Embracing Student Compliance
Seth Godin, a major business blogger recently made this post, entitled “It’s easier to teach compliance than initiative”:
Compliance is simple to measure, simple to test for and simple to teach. Punish non-compliance, reward obedience and repeat.
Initiative is very difficult to teach to 28 students in a quiet classroom. It’s difficult to brag about in a school board meeting. And it’s a huge pain in the neck to do reliably.
Schools like teaching compliance. They’re pretty good at it.
To top it off, until recently the customers of a school or training program (the companies that hire workers) were buying compliance by the bushel. Initiative was a red flag, not an asset.
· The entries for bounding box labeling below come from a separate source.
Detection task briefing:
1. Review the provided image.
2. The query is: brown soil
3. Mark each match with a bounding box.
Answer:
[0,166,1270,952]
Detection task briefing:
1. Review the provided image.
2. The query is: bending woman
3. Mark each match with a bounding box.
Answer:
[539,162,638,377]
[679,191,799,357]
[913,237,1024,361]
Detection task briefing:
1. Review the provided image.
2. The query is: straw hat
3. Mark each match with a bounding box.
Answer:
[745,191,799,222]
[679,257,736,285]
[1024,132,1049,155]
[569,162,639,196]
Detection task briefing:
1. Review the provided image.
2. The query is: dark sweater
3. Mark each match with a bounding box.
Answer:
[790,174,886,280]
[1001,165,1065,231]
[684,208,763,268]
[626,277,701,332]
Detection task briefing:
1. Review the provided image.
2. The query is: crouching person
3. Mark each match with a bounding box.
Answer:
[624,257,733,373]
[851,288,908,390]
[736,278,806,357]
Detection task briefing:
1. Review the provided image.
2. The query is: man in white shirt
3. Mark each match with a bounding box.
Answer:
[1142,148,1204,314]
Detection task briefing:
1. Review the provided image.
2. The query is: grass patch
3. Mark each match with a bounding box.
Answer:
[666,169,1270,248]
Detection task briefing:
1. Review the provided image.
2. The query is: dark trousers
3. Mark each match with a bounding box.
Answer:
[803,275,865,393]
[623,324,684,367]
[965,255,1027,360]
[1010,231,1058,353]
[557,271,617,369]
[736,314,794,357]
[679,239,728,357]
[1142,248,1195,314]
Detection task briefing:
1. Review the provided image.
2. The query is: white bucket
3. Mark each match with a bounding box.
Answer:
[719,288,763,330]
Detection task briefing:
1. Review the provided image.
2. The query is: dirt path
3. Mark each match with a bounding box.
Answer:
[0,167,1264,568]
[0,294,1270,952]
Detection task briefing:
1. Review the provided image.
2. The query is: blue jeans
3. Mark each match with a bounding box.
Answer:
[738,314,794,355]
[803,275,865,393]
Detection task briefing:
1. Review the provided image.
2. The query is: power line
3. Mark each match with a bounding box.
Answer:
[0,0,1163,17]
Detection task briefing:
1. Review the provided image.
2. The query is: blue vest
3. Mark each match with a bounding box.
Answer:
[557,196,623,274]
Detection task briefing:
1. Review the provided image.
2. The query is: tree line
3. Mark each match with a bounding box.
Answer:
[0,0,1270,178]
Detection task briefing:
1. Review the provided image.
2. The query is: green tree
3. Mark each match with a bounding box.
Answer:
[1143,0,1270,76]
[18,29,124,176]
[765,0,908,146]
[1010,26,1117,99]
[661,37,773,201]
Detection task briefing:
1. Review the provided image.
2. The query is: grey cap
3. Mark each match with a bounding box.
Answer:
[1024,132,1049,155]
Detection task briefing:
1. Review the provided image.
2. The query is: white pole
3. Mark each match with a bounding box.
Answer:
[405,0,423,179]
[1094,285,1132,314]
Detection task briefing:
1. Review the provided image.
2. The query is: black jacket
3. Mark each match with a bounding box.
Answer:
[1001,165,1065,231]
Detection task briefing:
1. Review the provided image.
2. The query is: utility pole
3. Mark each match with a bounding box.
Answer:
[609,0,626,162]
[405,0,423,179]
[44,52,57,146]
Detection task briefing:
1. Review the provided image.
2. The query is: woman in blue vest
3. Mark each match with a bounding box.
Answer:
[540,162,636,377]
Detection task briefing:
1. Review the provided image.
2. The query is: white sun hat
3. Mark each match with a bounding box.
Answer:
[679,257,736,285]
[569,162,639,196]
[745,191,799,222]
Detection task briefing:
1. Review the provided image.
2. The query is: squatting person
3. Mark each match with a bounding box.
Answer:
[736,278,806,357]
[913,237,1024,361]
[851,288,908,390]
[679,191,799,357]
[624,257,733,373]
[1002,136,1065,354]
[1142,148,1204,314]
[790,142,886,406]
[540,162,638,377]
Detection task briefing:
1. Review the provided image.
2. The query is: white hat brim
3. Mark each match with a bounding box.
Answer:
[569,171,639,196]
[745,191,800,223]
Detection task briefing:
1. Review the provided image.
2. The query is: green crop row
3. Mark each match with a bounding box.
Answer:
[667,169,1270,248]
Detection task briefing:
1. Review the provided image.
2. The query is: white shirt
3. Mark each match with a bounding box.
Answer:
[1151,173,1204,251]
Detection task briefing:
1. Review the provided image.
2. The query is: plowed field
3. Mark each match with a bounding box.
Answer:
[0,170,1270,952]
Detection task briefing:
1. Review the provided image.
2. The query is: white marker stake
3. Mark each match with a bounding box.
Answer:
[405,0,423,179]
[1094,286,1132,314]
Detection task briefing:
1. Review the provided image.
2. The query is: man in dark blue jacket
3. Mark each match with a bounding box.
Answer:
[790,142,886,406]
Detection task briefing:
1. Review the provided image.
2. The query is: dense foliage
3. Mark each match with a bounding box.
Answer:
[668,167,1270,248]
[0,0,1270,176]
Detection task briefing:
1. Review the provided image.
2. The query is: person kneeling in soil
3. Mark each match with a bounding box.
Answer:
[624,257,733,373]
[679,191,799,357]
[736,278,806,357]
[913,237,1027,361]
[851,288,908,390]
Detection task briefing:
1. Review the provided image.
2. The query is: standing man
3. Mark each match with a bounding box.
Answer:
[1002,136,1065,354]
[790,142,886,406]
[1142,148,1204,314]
Of course, now that’s all changed. The economy has rewritten the rules, and smart organizations seek out intelligent problem solvers. Everything is different now. Except the part about how much easier it is to teach compliance.
So with everything being “different now,” Moneythink has actively embraced the noncompliant attitudes of many high school students by:
* Facilitating lively discussion and critical discourse rather than boring, prescriptive lecture
* Teaching material from the students’ perspectives rather than attempting to force it down their throats
* Teaching them material that is directly valuable and applicable to them rather than esoteric theory
It’s more important that our students develop a strong sense of initiative and purpose than that they comply with every rule society has put in place for them. This is because it’s only when one feels a greater purpose and responsibility is one truly able to understand why compliance is important. Our students shouldn’t comply unwillingly and submissively out of fear of punishment; they should comply because they understand the greater benefit to themselves and society.